Montag, 12. November 2012

Vorbildliche Kooperation Kletterer/Naturschutz im Donautal


Im Jahr 2008 wurden durch das Landratsamt Sigmaringen die Vogelschutzzeiten an den Kletterfelsen im Donautal flexibel, d.h. an den tatsächlichen Brutverlauf angepasst, geregelt. Auf der Basis eines ornithologischen Gutachtens wurde dabei auch die dahin übliche ganztägige Sperrung während der Herbstbalz der Dohlen im Oktober in eine halbtägige Schutzzeit bis 12 Uhr umgewandelt.

In den vergangenen Jahren gab es jedoch immer wieder Übertretungen gegen diese Regelung, da einige Kletterer die 12-Uhr-Regelung nicht akzeptierten oder nicht bereit waren, sich sachgerecht zu informieren. Für Naturschützer und Kletterer ein Ärgernis, da doch die flexiblen und differenzierten Regelungen eine naturschutzfachlich abgesicherte und zudem kletterfreundliche Lösung darstellen.

Im März diesen Jahres hat der Arbeitskreis Klettern und Naturschutz (AKN) Donautal im Gespräch mit DAV-Sektionen, DAV-Landesverband, IG Klettern und dem Donautal-Ranger verschiedene Maßnahmen beschlossen, wie eine bessere Akzeptanz der Regelung an Dohlenfelsen erreicht werden kann. Hierzu gehörten unter anderem Aushänge in Kletterhallen, eine verstärkte Darstellung der Regelung im Internet, eine überarbeitete Beschilderung vor Ort und ein gemeinsamer Informationseinsatz (AKN, Ranger) am 3. Oktober am Parkplatz unterhalb des Schaufelsen.

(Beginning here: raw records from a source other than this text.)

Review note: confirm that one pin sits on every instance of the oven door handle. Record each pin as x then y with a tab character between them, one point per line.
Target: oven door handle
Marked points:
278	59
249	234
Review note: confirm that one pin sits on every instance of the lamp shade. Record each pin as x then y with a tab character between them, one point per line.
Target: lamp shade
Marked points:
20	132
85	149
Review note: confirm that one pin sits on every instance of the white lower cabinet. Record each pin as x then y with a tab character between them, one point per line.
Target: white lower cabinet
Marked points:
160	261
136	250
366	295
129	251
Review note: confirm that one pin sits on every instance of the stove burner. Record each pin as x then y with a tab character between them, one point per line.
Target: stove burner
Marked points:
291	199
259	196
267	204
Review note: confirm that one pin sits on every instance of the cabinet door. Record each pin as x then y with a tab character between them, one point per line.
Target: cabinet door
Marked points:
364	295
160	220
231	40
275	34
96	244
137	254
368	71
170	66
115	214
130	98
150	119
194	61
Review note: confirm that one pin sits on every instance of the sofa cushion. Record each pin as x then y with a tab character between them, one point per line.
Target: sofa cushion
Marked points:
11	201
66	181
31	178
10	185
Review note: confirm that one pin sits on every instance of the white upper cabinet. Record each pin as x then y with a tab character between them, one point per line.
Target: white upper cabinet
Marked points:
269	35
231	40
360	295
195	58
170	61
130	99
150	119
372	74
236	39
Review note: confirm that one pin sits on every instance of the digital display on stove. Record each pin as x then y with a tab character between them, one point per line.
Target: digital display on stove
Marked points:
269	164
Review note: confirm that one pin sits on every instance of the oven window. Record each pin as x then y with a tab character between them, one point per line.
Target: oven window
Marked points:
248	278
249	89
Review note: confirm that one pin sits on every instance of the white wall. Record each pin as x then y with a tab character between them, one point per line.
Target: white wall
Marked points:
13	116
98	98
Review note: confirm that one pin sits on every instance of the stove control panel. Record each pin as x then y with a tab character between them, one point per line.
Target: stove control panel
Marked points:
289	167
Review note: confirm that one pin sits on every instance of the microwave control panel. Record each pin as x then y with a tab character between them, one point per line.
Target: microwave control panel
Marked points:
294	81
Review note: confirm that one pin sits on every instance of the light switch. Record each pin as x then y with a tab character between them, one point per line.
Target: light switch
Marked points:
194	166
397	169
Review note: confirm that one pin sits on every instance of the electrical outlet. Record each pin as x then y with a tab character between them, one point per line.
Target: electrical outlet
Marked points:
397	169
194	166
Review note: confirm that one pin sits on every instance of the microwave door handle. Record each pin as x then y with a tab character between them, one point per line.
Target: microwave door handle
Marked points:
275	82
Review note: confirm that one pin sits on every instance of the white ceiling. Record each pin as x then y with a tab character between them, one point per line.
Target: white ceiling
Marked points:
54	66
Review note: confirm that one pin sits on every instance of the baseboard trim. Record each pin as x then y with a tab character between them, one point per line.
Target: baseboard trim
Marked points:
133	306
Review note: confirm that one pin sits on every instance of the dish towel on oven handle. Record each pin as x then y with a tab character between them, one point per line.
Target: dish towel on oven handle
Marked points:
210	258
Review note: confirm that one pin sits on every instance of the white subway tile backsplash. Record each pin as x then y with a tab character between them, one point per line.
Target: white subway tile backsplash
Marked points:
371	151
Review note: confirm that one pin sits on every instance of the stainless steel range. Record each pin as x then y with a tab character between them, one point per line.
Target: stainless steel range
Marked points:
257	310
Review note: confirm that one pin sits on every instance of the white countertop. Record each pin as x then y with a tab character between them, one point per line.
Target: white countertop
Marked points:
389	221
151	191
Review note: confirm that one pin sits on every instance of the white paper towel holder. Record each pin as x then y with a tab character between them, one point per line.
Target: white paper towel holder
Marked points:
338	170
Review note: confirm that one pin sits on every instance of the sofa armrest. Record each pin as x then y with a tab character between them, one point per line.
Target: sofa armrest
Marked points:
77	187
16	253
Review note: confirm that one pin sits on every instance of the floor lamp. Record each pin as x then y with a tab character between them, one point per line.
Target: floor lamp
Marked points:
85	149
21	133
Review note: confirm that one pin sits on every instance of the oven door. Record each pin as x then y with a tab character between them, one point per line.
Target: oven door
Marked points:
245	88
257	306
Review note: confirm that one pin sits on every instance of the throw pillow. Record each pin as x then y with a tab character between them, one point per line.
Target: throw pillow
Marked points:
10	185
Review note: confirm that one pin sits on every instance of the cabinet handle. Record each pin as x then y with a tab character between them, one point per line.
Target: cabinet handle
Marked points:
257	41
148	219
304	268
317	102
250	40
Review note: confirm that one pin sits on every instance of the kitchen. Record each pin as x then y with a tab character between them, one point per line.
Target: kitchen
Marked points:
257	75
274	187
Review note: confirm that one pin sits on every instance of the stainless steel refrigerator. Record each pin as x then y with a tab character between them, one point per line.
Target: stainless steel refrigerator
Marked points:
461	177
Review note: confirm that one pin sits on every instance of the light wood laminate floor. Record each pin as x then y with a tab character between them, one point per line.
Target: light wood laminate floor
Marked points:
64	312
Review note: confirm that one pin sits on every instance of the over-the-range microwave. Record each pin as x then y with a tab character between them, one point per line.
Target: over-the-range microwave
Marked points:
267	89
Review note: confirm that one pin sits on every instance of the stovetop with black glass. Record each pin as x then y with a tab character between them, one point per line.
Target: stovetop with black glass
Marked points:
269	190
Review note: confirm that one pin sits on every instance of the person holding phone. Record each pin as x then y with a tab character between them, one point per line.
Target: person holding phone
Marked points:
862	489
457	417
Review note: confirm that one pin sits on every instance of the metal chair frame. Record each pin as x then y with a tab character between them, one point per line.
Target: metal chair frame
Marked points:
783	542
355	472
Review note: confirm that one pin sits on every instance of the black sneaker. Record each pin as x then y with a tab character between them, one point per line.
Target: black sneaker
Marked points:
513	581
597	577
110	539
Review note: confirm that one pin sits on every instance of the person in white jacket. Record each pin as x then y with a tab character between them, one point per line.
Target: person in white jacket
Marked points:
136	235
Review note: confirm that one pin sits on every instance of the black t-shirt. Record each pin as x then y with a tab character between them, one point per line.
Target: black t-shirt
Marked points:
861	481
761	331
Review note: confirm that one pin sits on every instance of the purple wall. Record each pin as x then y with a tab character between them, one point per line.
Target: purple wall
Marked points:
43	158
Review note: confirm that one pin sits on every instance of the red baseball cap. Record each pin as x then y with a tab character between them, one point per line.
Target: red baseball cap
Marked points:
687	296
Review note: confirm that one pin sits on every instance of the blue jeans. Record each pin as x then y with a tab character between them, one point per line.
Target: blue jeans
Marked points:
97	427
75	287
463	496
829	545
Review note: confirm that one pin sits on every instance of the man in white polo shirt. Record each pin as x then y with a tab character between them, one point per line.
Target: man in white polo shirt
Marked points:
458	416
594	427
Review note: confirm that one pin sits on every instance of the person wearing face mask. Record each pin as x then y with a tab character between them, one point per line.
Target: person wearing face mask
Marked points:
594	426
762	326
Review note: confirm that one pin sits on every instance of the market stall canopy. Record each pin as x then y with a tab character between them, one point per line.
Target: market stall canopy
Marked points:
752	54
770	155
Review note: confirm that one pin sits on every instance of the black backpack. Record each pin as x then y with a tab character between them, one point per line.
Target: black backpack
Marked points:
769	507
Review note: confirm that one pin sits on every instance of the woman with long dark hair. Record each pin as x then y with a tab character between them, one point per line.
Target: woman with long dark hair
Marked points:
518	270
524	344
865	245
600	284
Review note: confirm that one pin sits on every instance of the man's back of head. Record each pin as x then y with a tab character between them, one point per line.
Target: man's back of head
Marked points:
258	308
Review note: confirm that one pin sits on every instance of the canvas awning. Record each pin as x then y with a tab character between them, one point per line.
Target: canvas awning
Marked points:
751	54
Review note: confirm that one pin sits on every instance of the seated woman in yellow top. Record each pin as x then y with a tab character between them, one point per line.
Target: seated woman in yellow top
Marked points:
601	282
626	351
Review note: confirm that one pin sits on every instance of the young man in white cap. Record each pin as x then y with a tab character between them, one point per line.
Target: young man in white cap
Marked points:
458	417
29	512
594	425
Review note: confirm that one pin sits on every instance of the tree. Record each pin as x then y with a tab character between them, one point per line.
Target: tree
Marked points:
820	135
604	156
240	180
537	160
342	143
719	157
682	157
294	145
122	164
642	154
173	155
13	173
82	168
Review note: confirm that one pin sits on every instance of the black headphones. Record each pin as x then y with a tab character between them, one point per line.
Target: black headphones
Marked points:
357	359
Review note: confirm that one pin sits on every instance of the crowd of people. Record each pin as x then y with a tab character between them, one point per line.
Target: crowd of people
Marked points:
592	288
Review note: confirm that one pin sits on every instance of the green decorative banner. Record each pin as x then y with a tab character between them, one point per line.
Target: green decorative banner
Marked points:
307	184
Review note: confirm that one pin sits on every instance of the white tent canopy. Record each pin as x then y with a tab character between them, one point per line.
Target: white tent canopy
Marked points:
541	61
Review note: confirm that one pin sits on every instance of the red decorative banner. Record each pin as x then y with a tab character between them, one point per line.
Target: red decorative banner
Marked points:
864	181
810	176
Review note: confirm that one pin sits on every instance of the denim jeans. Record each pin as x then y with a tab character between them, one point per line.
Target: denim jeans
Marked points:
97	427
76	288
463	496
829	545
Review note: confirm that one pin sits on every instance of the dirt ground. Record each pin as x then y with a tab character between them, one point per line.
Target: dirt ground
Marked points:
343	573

Wie der Donautal-Ranger, Herr Ellinger, nun berichtet, war diese Kampagne erfolgreich. Es wurde im Oktober kein Verstoß gegen die Kletterregelung festgestellt. Der Ranger ist, wie im letzten Jahr, mit vielen Kletterern auf dem Schaufelsparkplatz ins Gespräch gekommen. Nach seinem Eindruck, kennen die allermeisten Kletterer die Regelung. Selbst Kontrollgänge am späten Nachmittag ergaben keine Verstöße. Im Bereich Schaufels wurde vor 12 Uhr auf den Blicklefels ausgewichen. Auch in der eigentlichen Brutzeit im Frühjahr/Frühsommer sind die Verstöße gegen die Brutzeitregelungen deutlich zurückgegangen, nachdem über die Kletterverordnung verstärkt informiert wurde. Allerdings wurde am Schaufels mit der zeitweisen Verplombung der Haken im „Normalweg“ auch ein sehr hoher Aufwand seitens der Kletterverbände betrieben.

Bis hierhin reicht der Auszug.